Claro que o compadre pode defender as suas opções mas o que me interessa a mim, e neste post em particular, é esclarecer alguém que não é nativo do português e está tentando aprender esta língua. Portanto, a meu ver, o importante é tentar clarificar e não confundir. 
As observações que fiz no meu post anterior estão correctas à luz do português moderno e actual e acho que é isso que interessa.

Cumprimentos angolanos.


----------



## Porteño

I have just come across a different use of fê-lo in a BR-PT legal document I am endeavouring to translate into BE:

_'Fê-lo en art. 128'_

In this case it would seem to mean 'See Art. 128) Any comments?


----------



## Carfer

Porteño said:


> I have just come across a different use of fê-lo in a BR-PT legal document I am endeavouring to translate into BE:
> 
> _'Fê-lo en art. 128'_
> 
> In this case it would seem to mean 'See Art. 128) Any comments?



Tem a certeza de que fez correctamente a transcrição ou de que é isso que lá está escrito, Porteño? Não faz nenhum sentido, além de que '_en'_ não é português. Se fosse 'Selo _art.º 128º' _ainda vá, entendia-se, mas assim...


----------



## Porteño

Carfer said:


> Tem a certeza de que fez correctamente a transcrição ou de que é isso que lá está escrito, Porteño? Não faz nenhum sentido, além de que '_en'_ não é português. Se fosse 'Selo _art.º 128º' _ainda vá, entendia-se, mas assim...
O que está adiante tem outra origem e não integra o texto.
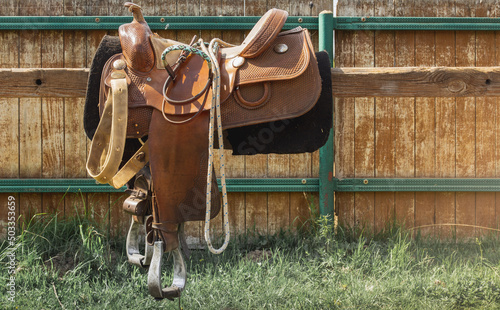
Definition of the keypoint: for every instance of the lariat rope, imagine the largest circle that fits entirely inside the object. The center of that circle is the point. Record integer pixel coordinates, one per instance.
(212, 51)
(210, 56)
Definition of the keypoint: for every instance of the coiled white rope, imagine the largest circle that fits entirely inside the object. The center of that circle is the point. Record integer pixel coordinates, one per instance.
(212, 51)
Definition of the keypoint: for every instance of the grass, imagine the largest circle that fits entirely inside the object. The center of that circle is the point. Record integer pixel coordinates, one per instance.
(71, 264)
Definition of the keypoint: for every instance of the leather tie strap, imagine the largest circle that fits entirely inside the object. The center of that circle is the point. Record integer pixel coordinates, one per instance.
(108, 144)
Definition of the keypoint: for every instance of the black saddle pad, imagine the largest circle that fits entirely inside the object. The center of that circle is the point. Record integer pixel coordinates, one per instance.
(306, 133)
O 'en' foi um_ typo_ meu, devería haver sido 'Fê-lo *no* Art. 128)


----------



## Vanda

Então é o contexto, Porteño. Algo já citado (foi dito) no artigo 128.


----------



## Carfer

Em todo o caso, o resto da frase ou do parágrafo ajudaria a entender o sentido e a traduzi-lo, tanto mais que as possibilidades de tradução de _'fazer_' para inglês são mais que muitas e, num contexto especificamente jurídico, o sentido até pode ser outro.


----------



## Porteño

Carfer said:


> Em todo o caso, o resto da frase ou do parágrafo ajudaria a entender o sentido e a traduzi-lo, tanto mais que as possibilidades de tradução de _'fazer_' para inglês são mais que muitas e, num contexto especificamente jurídico, o sentido até pode ser outro.



Obviamente. A minha interpretação cabe perfeitamente com o que segue no texto que diz: "The judge shall decide ......


----------